The best way to find great value stocks is to pair a strong Zacks Rank with an impressive grade in the Value category of our Style Scores system. The Zacks Rank is a proven strategy that targets companies with positive earnings estimate revision trends, while our Style Scores work to grade companies based on specific traits.
Right now, Syneos Health is sporting a Zacks Rank of #2 (Buy), while First Choice Healthcare Solutions, Inc. has a Zacks Rank of #3 (Hold). Investors should feel comfortable knowing that SYNH likely has seen a stronger improvement to its earnings outlook than FCHS has recently. But this is only part of the picture for value investors.
Value investors are also interested in a number of tried-and-true valuation metrics that help show when a company is undervalued at its current share price levels.
Our Value category highlights undervalued companies by looking at a variety of key metrics, including the popular P/E ratio, as well as the P/S ratio, earnings yield, cash flow per share, and a variety of other fundamentals that have been used by value investors for years.
SYNH currently has a forward P/E ratio of 17.52, while FCHS has a forward P/E of 21.67. We also note that SYNH has a PEG ratio of 1. This metric is used similarly to the famous P/E ratio, but the PEG ratio also takes into account the stock's expected earnings growth rate.
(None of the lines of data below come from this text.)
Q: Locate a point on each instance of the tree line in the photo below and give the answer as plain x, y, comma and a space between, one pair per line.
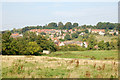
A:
69, 25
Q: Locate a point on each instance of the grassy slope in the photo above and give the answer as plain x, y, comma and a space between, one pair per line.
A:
98, 55
99, 38
49, 67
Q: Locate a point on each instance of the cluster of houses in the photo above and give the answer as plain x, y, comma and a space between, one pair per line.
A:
102, 31
15, 35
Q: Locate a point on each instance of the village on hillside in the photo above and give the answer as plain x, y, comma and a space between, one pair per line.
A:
57, 35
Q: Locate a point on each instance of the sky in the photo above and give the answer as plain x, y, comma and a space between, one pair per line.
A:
21, 14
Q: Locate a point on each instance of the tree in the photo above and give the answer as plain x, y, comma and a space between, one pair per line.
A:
101, 45
75, 24
33, 48
74, 35
52, 25
43, 33
68, 25
60, 25
86, 31
67, 37
92, 42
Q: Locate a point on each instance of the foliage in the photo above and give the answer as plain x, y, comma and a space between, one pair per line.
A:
72, 48
67, 37
74, 35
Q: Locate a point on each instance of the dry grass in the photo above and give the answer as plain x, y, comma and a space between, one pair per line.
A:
52, 67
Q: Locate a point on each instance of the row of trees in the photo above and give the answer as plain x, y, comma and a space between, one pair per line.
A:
29, 44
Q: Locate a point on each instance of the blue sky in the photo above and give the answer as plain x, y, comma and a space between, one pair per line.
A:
21, 14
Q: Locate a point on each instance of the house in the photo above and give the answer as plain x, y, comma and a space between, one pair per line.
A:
97, 30
14, 35
46, 52
102, 33
61, 44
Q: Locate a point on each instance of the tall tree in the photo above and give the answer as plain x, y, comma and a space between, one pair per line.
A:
60, 25
68, 25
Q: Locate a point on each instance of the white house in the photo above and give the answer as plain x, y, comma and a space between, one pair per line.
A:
101, 33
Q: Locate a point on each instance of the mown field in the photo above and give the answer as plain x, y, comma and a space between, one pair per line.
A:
96, 55
65, 67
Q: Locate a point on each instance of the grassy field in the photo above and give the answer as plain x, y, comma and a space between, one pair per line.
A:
96, 55
99, 38
67, 67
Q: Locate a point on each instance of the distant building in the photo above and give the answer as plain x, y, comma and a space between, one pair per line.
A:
46, 52
102, 33
97, 30
61, 44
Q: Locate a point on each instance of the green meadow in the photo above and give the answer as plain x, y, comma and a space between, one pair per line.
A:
68, 64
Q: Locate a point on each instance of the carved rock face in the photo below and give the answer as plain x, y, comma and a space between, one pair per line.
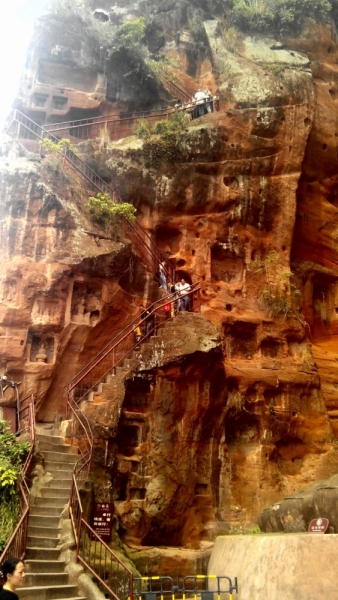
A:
203, 434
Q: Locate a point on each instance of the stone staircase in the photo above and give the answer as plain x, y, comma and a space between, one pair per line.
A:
46, 578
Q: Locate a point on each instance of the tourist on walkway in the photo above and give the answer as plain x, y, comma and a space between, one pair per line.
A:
13, 573
138, 336
182, 288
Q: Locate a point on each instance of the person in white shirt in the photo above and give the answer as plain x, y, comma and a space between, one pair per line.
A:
183, 302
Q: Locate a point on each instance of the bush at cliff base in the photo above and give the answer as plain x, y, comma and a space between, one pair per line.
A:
12, 455
279, 16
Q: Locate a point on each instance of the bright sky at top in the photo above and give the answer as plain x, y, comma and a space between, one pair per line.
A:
16, 26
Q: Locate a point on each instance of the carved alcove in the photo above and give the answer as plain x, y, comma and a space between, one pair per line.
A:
86, 303
225, 265
9, 290
41, 348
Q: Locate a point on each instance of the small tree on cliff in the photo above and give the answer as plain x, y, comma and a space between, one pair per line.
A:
105, 212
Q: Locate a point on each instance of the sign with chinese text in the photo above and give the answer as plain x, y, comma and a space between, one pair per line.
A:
318, 525
102, 520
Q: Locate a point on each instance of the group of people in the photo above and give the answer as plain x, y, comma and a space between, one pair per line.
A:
200, 104
178, 301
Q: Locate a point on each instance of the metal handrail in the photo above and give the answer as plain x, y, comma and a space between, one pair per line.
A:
91, 550
102, 119
109, 357
16, 545
150, 253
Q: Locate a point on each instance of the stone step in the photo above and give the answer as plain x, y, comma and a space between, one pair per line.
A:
46, 521
49, 592
58, 483
44, 566
41, 531
60, 457
49, 446
61, 474
38, 542
49, 511
50, 439
46, 554
52, 502
43, 579
55, 492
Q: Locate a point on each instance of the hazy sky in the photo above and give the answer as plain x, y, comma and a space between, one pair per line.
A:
16, 25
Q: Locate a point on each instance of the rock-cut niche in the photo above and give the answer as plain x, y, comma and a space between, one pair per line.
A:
41, 348
86, 304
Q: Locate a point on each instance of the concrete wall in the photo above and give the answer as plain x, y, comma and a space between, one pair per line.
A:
275, 566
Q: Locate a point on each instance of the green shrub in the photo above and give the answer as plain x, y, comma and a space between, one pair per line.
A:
279, 16
56, 147
12, 454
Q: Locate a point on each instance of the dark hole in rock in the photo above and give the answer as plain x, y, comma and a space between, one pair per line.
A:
231, 182
201, 489
59, 103
101, 15
180, 274
242, 338
128, 440
137, 493
168, 238
270, 347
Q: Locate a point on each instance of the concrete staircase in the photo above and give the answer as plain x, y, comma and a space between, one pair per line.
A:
46, 578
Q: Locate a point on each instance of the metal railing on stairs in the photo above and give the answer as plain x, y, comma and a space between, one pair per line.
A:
149, 253
114, 353
115, 578
174, 86
16, 545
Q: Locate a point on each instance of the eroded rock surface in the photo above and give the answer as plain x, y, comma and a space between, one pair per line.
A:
229, 410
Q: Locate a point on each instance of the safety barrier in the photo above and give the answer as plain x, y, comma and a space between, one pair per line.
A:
149, 253
194, 587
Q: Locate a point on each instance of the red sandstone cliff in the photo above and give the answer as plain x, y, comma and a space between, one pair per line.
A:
198, 437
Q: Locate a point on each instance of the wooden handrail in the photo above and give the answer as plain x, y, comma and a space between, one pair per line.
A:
16, 545
146, 248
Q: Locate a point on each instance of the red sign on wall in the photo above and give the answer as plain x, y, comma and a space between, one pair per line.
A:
102, 520
318, 525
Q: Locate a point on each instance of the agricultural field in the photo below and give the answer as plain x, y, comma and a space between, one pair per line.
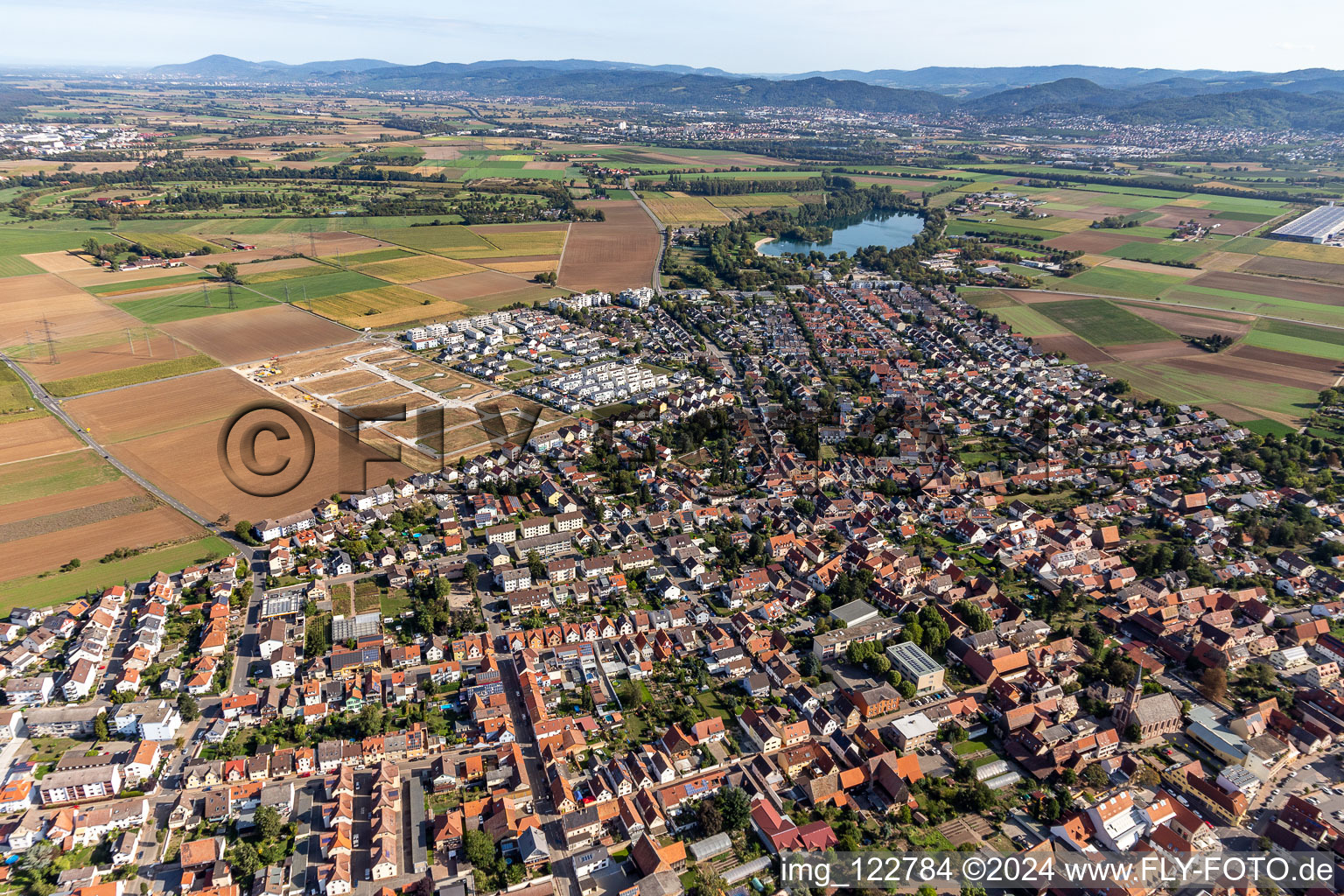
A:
1101, 323
179, 449
679, 210
612, 254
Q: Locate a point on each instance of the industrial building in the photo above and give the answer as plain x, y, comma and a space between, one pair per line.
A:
1318, 226
917, 667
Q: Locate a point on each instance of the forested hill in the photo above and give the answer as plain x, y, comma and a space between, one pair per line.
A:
1304, 100
654, 87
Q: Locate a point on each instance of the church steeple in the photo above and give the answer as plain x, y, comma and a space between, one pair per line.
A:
1133, 693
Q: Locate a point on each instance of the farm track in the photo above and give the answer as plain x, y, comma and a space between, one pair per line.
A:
54, 406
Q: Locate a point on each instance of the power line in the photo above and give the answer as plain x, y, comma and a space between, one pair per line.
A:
52, 341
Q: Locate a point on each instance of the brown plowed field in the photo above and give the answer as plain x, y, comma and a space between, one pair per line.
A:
25, 301
1293, 268
1256, 371
58, 262
176, 444
1277, 286
1195, 323
113, 355
1086, 241
37, 437
1077, 348
258, 333
185, 462
42, 552
613, 254
1153, 351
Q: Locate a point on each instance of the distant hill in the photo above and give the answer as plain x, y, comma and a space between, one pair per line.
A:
1306, 98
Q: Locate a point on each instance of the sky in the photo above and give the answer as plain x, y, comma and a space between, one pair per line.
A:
735, 35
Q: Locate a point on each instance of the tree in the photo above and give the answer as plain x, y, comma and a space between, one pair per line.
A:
245, 860
735, 808
269, 823
187, 707
1213, 684
479, 848
710, 817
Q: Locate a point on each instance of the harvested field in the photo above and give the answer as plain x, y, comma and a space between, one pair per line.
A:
257, 333
25, 301
613, 254
93, 540
1090, 241
58, 262
1126, 263
120, 416
383, 306
186, 465
74, 499
1153, 351
1078, 349
35, 437
100, 354
1239, 367
1293, 268
1276, 286
1195, 323
468, 286
409, 270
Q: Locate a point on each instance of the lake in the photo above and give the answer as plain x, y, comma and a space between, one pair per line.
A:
852, 234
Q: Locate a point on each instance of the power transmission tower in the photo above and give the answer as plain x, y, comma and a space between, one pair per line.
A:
50, 340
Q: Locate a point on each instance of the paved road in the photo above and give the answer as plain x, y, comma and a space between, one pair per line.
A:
663, 234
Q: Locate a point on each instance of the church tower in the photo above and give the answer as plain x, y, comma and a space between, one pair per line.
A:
1128, 710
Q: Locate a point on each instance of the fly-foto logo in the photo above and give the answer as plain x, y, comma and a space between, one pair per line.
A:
268, 449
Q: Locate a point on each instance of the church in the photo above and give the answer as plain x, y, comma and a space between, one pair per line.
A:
1156, 715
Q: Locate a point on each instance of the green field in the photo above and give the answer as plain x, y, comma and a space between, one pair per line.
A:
45, 476
188, 304
94, 577
15, 398
1027, 321
1116, 281
168, 242
1102, 323
436, 240
17, 266
130, 375
147, 284
1300, 339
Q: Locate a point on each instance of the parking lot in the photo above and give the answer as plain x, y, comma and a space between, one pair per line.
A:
1316, 780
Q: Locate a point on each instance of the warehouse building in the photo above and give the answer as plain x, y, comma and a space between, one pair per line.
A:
1318, 226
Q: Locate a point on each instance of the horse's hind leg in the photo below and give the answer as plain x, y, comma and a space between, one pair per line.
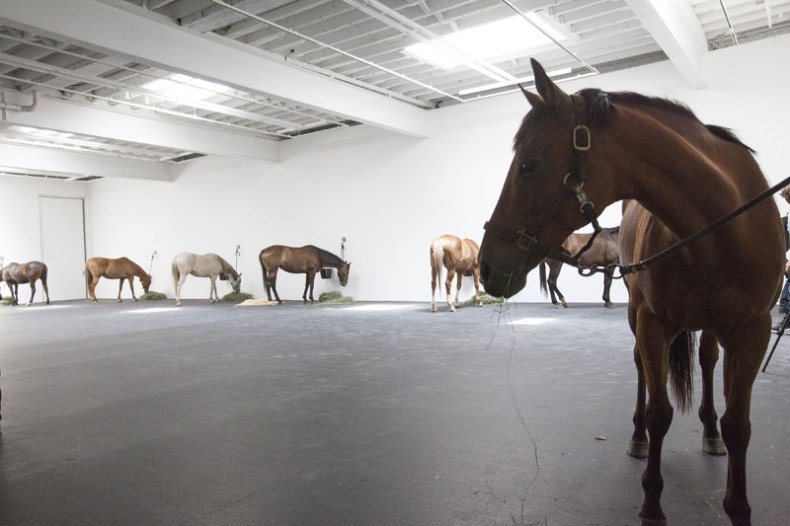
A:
120, 288
743, 353
708, 356
448, 283
32, 292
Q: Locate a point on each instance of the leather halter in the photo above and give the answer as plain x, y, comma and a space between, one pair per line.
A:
526, 239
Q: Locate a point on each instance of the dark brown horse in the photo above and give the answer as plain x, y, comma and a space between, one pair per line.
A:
458, 256
577, 154
303, 260
604, 251
120, 268
15, 273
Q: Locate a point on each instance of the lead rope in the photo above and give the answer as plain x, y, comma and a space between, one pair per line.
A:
646, 263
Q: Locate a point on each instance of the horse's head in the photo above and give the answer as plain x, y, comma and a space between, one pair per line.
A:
342, 273
542, 200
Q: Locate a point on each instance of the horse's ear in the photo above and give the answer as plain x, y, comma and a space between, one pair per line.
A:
551, 94
533, 98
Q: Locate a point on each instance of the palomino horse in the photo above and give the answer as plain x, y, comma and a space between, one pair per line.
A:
627, 146
203, 266
457, 256
604, 251
304, 260
15, 273
121, 268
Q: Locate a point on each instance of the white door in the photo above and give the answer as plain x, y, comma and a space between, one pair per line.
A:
63, 246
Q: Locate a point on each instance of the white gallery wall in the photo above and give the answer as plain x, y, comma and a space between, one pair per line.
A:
389, 195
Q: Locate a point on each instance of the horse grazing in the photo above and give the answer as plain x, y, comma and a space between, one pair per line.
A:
120, 268
604, 251
303, 260
457, 256
15, 273
620, 146
203, 266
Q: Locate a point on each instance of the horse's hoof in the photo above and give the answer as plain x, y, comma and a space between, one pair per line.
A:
652, 522
638, 449
714, 446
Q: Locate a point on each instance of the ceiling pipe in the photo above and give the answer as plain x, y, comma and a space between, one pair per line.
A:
333, 48
18, 107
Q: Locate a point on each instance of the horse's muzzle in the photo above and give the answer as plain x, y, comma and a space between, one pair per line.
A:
499, 283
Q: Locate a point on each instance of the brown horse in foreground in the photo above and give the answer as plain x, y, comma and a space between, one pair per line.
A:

FCHS currently has a PEG ratio of 1.08.
Another notable valuation metric for SYNH is its P/B ratio of 1.67. The P/B is a method of comparing a stock's market value to its book value, which is defined as total assets minus total liabilities. By comparison, FCHS has a P/B of 2.20.
These are just a few of the metrics contributing to SYNH's Value grade of B and FCHS's Value grade of C.
SYNH stands above FCHS thanks to its solid earnings outlook, and based on these valuation figures, we also feel that SYNH is the superior value option right now.